I've just started using VTune amplifier to profile my code, and I have a very basic question. How do I find functions that are taking the most wall clock time overall, and the most wall clock time per invocation? Basically, I have a Fortran application with regions of OpenMP parallel code and regions of serial code. My aim is to figure out if any of the serial regions can be speeded up by parallelizing them, for which I first need to find out what the time consuming serial portions are.
Thanks in advance,
If you run basic or advanced-hotspots analysis on your OpenMP application (I assume you use Intel Compiler) you will be able to get OpenMP analysis information that includes serial vs parallel time metric and ability to look at serial hotspots.

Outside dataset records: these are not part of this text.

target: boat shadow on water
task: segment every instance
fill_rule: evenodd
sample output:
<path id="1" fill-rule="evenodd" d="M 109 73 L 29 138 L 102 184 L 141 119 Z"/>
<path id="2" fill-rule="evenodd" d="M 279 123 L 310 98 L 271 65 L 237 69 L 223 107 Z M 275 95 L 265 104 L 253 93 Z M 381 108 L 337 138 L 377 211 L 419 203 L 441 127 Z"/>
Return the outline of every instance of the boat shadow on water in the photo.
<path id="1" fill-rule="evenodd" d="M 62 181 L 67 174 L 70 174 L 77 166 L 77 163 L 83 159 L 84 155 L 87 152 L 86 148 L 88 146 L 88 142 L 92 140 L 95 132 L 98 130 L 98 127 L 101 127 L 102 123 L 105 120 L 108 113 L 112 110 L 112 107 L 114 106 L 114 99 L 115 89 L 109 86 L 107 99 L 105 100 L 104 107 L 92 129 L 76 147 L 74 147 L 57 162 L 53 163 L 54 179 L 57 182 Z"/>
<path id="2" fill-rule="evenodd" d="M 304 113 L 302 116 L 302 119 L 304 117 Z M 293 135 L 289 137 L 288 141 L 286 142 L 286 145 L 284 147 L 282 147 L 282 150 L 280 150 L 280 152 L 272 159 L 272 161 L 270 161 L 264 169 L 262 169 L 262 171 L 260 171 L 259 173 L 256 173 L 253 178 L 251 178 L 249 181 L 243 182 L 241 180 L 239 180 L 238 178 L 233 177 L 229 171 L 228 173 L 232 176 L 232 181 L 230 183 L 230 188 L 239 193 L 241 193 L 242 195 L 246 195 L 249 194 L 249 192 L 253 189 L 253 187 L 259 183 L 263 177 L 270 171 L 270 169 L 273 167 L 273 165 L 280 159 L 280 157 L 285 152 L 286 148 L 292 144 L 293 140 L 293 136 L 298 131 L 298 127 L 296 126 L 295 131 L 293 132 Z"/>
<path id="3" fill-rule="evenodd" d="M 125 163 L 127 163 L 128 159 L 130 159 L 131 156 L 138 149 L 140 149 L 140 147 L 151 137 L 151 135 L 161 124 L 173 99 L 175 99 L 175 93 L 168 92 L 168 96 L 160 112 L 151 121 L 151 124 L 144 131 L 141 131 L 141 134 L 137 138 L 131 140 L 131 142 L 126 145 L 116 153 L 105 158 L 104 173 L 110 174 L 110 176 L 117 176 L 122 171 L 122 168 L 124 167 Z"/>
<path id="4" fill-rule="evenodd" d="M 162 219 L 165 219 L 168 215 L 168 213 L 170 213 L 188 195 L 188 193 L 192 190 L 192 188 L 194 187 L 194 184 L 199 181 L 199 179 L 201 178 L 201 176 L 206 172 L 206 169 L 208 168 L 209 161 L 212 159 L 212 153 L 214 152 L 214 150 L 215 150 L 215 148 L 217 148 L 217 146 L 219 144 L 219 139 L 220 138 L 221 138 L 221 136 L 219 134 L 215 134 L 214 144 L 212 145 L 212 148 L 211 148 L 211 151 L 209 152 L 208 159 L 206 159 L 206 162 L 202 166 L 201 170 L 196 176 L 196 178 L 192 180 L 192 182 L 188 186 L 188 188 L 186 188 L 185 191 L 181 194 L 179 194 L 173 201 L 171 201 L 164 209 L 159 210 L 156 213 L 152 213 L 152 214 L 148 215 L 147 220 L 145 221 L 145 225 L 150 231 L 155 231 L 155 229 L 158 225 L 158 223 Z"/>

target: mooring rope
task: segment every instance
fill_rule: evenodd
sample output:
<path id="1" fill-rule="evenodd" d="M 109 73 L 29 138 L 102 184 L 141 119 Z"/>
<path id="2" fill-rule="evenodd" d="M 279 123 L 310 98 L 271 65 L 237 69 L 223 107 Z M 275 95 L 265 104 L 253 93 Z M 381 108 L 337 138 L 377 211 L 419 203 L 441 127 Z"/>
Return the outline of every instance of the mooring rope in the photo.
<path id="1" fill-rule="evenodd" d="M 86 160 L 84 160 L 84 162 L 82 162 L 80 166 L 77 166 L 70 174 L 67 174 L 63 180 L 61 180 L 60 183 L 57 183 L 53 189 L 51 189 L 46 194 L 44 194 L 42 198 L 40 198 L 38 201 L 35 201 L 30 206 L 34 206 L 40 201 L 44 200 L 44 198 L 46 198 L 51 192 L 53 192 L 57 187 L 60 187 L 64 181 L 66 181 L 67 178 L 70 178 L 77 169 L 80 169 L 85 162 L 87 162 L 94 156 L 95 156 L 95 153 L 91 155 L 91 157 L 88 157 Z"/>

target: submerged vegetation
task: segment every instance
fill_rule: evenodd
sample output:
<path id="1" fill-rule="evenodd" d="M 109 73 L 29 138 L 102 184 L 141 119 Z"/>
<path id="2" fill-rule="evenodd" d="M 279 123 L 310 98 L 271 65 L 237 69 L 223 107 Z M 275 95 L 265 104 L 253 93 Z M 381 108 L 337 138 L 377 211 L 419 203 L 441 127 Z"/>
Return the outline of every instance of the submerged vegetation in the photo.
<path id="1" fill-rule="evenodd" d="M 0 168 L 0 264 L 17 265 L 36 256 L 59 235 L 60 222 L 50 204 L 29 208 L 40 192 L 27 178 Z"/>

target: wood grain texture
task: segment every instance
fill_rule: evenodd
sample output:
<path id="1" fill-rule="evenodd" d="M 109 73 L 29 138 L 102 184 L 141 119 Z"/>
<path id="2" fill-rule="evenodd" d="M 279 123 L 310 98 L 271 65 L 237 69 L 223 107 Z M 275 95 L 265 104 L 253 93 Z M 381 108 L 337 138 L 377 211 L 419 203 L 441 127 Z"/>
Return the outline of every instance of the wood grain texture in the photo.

Please look at https://software.intel.com/en-us/node/543979 for details. Will be willing to help in case of any questions.
Thanks & Regards, Dmitry
Oh, and I would recommend to use the latest VTune Amplifier XE 2016 Gold that has just been released. It has full feature set for OpenMP analysis and significant improvements in UI responsiveness that is very important for analysis on multi/many -core systems.
Once you have clicked on the link to "upgrade" your license, just click on the "Intel Software Products" link in the nav bar on the right. Then, scroll down and locate VTune Amplifier XE for Windows in the Parallel Studio XE product list.
Alternatively, use the Intel® Parallel Studio XE "online" installer, then customer the installation and only install the VTune Amplifier XE.